So you have to be extremely careful and extremely vigilant and smart.
But I think it's a game worth playing and it's a game worth trying to steer in the right direction.
Because one thing that's a bigger truth here is that blockchain technology is a technology that's still developing.
It's still in its baby phases and it's not going away anytime soon.
No, I think it's just when you're in the independent media, you're always questioning everything.
You never kind of go with everything full-scale.
I just want to add one more point.
Again, there's always an important aspect here because as an alternative media, we're getting screwed.
Dan's getting screwed. You're probably going to get screwed.
Your dad's probably going to get screwed. Everybody's getting screwed for demonetization, algorithm changes.
They're taking away our ability to make a living, which we used to.
Be able to make a living and be okay and be somewhat comfortable.
Now we're very uncomfortable kind of being like, okay, where's the next paycheck because they're taking it away from us even though we're not changing up anything and having more views than ever.
Cryptocurrencies have been a very important step to sustain.
It's a catch-22 that's a very interesting one because John McCain and the US kind of intelligence services a couple years ago launched a massive attack on Julian Assange and WikiLeaks going after MasterCard, Visa, all the payment processors, PayPal, and took down his entire ability to raise funds online through fiat.
Julian Assange, a couple years ago, went with cryptocurrencies.
You want to donate to me? Donate with Bitcoin, with Litecoin, with this coin, and that coin.
Set up a bunch of addresses.
This was when Bitcoin was still at very, very low numbers.
Literally, Julian Assange, with the people who invested to him, rose to incredible wealth.
Because of John McCain and the US intelligence services getting rid of their payment processors with fiat, him moving to crypto made him enormously rich.
And I remember WikiLeaks and Julian Assange kind of tweeting about it when Julian Assange still has access, being like, yeah, remember when they kicked me off?
I thought it was horrible. Now I'm doing really well.
So, you know, that's Yeah, I agree.
I think it's one of those you've got to keep an open mind on both sides about.
And look for the positive in all these situations.
When I got purged from Facebook, it was the same thing at first.
I was like, oh man, this sucks.
350,000 people gone.
But then I was like, wait a minute. This is a blessing in disguise.
Facebook is spying and tracking and tracing everything.
I'm better off being off that platform anyways.
Yeah, again, that's a double-edged sword there, because it can be a very good marketing tool to reach lots of people.

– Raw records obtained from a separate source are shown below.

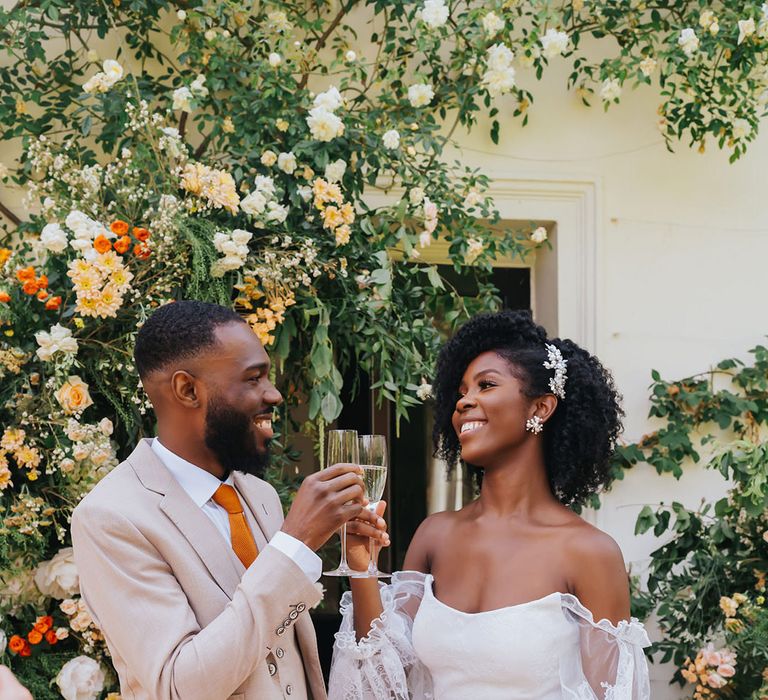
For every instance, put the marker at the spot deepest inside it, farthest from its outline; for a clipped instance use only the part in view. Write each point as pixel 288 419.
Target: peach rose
pixel 73 395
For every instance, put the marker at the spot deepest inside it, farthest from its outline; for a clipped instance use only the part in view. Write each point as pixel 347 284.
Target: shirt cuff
pixel 301 555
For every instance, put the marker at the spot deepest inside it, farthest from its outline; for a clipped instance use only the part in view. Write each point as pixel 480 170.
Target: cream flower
pixel 688 41
pixel 420 94
pixel 610 90
pixel 324 125
pixel 58 340
pixel 182 99
pixel 81 678
pixel 268 158
pixel 57 577
pixel 434 13
pixel 287 162
pixel 73 395
pixel 391 139
pixel 492 24
pixel 112 70
pixel 53 238
pixel 554 43
pixel 334 172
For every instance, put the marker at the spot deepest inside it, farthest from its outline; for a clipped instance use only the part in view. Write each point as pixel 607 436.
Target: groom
pixel 201 589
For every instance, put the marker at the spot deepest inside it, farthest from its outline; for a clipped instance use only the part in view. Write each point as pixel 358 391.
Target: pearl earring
pixel 534 425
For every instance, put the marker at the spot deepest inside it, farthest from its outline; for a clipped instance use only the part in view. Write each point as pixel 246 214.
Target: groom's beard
pixel 230 435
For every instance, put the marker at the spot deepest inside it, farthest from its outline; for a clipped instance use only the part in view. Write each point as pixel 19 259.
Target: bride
pixel 514 596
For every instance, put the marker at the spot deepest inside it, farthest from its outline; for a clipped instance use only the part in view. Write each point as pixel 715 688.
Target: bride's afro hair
pixel 580 436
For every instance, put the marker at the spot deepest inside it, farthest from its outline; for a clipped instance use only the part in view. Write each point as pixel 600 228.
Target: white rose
pixel 539 235
pixel 554 43
pixel 287 162
pixel 276 212
pixel 434 13
pixel 391 139
pixel 334 172
pixel 331 99
pixel 647 66
pixel 53 238
pixel 420 94
pixel 181 99
pixel 688 41
pixel 81 678
pixel 264 184
pixel 499 57
pixel 610 90
pixel 499 82
pixel 241 237
pixel 492 24
pixel 253 203
pixel 112 70
pixel 416 196
pixel 57 578
pixel 324 125
pixel 746 29
pixel 268 158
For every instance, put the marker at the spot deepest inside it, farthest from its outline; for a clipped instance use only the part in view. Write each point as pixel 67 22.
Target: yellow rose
pixel 73 395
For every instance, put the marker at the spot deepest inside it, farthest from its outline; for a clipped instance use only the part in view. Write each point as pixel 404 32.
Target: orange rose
pixel 123 244
pixel 25 274
pixel 43 624
pixel 142 250
pixel 16 644
pixel 102 244
pixel 73 395
pixel 30 287
pixel 118 227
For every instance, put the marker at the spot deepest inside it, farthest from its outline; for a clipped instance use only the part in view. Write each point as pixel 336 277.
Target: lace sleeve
pixel 383 665
pixel 609 663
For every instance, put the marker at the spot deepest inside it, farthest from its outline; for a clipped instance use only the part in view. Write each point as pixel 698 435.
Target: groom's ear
pixel 185 389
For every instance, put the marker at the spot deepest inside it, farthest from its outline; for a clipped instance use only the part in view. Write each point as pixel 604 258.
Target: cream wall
pixel 678 242
pixel 681 243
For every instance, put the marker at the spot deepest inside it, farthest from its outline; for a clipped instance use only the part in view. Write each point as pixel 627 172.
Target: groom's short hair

Because a lot of the new old blockchain sites, you know, your Steemit and so on, and Gab and things like that, they've not got the viewers.
And they've also, the type of people that are on those sites, people that are probably already interested in alternative information.
That's the problem. You don't want to be preaching to the choir.
You don't want to be stuck in a little ideological echo chamber.
So that is a problem, but that's why we need to migrate people over to these new ones.
Well, that's why I think the more and more content that goes on these new platforms, especially, take yourself, no one's going to see anything you do on Facebook now because you're not there.
So if they want to see you, they have to go to these places.
The more and more people with large followings that do that, naturally, people are going to migrate over.
I mean, weren't you telling me, Luke, about Jordan Peterson's moved over to a new platform?
Yeah, yeah. How many people were he bringing over?
Bit that too. But again, it's still very small.
I think we need to double...
Kind of pronged approach here.
That's a catch-22 because if you look at Facebook and Google, they're pretty much like the Federal Reserve.
They're like the bigger financial institutions that can artificially inflate and have artificially inflated their popularity, their numbers, and if they really would even go down I don't think we would even know about it because there have preventative measures and unfair advantages to make sure that they don't go down.
That's another aspect that we have to utilize and understand here.
And a bigger aspect also is that governments use sock puppets and fake accounts on social media to sway public opinion.
That's another big kind of paradigm shifter that people need to realize because they want to hide the fact that there's more people who believe the basic simple ideas of peace, love and prosperity and anarchy Then they would want you to know about.
And that's how they psychologically manipulate us.
Back to your point about migrating onto platforms, here's an interesting thing I just heard.
PewDiePie. Who has apparently the viewership of all, you know, CNN, Fox, CNN, NBC, all these guys combined together, is planning on launching his own, you know, his own platform.
And if he moves off of YouTube, if somebody like him does it, moves off of YouTube, that could be a game changer.
That could be the MySpace moment, you know.
He's been treated awfully well. Did he really say that?
What did he say? Do you remember?
Can we look it up? No, you can't quote me, but...
But yeah, he's apparently working on it on the back end.
That would be huge. Anyways, I don't know if it's true or not, but if somebody like him does that, that could be a game changer.
It could. I mean, there was a story a couple of weeks ago from an ex-Harvard student that was there, Zuckerberg was there, that was saying that at least half the Facebook accounts are fake anyway.
Yeah, the same with Twitter accounts and the U.S. State Department has even been caught spending taxpayer money on fake followers to live popular.
Like, imagine that. Get your header on that.
They're taking your money that you work hard for, taking it and buying fake likes and fake followers to make them seem It's a waste of money and people should be pissed off and up in arms.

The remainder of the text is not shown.